Ben Stein and others are trying to get the right to "teach the controversy" on evolution, but the only controversy is in public opinion, not in refereed scientific circles (not unlike global warming). They should teach what the fields are saying and discovering (likewise in social studies, literature, etc), not parrot the cultural/political mood of the school district, although that too has to be considered.
Let the culture interact with the truth, not cover it up.
And just to clarify: there isn't massive disagreement about Darwin's theory of evolution among scientists. However, there is disagreement among scientists whether a God/gods exist. I see different numbers, but for every atheist, there seems to be about one believer in the field. And this is a subject, IMHO, which scientists can not speak authoritatively on - it is beyond the tools and methods of their field.

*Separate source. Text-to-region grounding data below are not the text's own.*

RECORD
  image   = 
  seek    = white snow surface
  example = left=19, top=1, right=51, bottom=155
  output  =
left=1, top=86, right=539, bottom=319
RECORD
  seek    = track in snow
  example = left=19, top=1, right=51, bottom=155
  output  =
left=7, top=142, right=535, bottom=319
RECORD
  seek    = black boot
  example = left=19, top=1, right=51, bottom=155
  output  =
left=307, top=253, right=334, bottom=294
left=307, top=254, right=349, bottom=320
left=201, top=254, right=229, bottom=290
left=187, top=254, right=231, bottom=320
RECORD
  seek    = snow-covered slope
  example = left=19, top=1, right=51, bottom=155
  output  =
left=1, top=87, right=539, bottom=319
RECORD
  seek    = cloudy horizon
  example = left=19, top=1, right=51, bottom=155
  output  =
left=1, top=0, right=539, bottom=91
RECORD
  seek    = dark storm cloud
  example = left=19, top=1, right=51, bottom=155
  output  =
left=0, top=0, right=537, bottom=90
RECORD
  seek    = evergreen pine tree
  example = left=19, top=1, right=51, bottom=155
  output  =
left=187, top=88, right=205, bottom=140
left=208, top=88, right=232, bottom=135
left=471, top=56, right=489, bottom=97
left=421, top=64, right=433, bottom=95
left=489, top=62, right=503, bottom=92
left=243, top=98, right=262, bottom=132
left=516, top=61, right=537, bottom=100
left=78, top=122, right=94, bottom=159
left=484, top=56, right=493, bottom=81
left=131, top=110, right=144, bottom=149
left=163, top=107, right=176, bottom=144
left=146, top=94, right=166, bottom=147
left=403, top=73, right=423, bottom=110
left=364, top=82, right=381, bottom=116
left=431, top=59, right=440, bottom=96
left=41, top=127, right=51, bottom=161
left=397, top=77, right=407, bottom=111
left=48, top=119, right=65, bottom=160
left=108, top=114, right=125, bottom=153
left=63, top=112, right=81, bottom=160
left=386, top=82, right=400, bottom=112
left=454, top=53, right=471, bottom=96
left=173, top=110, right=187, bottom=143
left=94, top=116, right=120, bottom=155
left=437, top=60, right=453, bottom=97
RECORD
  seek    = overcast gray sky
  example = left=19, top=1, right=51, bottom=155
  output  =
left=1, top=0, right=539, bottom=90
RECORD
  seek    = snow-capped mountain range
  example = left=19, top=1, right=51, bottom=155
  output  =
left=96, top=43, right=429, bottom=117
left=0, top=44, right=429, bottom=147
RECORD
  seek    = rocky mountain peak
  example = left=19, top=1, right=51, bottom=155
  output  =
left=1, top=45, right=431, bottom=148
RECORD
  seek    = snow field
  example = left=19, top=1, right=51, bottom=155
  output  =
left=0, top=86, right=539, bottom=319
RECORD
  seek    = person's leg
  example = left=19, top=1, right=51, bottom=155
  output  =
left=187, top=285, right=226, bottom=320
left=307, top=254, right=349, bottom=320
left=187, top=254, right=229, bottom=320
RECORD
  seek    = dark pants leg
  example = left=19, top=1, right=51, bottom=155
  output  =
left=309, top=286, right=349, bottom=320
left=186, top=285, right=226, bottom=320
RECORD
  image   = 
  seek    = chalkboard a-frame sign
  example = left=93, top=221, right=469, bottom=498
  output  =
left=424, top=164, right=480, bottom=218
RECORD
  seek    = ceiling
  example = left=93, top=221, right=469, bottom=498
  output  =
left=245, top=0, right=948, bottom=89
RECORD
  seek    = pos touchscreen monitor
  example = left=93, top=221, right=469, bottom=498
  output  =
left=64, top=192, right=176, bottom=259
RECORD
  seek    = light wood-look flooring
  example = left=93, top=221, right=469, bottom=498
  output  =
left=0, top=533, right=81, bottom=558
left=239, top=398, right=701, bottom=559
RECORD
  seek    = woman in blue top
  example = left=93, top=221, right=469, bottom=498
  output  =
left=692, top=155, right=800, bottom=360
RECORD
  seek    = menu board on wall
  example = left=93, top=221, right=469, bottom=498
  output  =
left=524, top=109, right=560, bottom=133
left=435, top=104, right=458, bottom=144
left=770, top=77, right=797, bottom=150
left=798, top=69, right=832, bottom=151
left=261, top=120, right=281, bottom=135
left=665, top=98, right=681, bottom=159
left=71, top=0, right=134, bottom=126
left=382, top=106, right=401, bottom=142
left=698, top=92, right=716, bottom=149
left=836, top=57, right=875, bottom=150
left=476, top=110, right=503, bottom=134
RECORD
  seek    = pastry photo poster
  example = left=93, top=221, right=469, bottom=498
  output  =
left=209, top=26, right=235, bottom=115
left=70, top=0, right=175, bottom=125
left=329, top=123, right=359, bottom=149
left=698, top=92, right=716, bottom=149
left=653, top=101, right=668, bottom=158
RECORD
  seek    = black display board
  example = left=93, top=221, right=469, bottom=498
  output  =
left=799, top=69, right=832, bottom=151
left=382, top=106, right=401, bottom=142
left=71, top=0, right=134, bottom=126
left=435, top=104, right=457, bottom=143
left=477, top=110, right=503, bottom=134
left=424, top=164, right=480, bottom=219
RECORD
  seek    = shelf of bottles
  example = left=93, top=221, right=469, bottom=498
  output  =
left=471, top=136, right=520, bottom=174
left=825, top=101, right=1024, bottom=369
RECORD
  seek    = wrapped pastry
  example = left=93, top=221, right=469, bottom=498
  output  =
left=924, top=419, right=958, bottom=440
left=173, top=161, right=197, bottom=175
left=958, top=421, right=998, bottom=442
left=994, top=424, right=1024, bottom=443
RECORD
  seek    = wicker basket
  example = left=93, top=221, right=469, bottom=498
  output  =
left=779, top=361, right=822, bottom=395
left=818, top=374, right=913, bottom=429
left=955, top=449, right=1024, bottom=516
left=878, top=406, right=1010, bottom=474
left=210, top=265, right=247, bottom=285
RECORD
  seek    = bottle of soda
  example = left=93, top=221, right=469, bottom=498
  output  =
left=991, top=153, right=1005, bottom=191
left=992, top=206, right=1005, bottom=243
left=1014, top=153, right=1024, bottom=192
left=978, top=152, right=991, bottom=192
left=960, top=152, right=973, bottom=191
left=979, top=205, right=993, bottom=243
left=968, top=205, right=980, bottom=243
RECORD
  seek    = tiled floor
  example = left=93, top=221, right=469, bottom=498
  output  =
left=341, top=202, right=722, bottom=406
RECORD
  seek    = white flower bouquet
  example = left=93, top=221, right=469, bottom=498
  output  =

I love this article and fully agree with it. I was having a conversation the other day with someone about the way education has changed since I was there only a decade ago. Teaching to tests instead of teaching to learn and grow one's understanding of the world made a strong case for homeschooling (even though I am not sure about my position on it). I would love to see our education transformed into the integrating/cooperating sort of system that you describe, just not sure if that is a reality. I will remain hopeful!
I do have an issue with your global warming statement. First, I think we must be careful throwing out that term. It means different things to different people. If by global warming we mean that the earth has been on a warming pattern over the last couple decades, then yes I agree there is a general consensus on that. If we mean by global warming that some sort of eminent crisis is forming and that humans are primarily responsible for it, then no, I don't think there is consensus on that.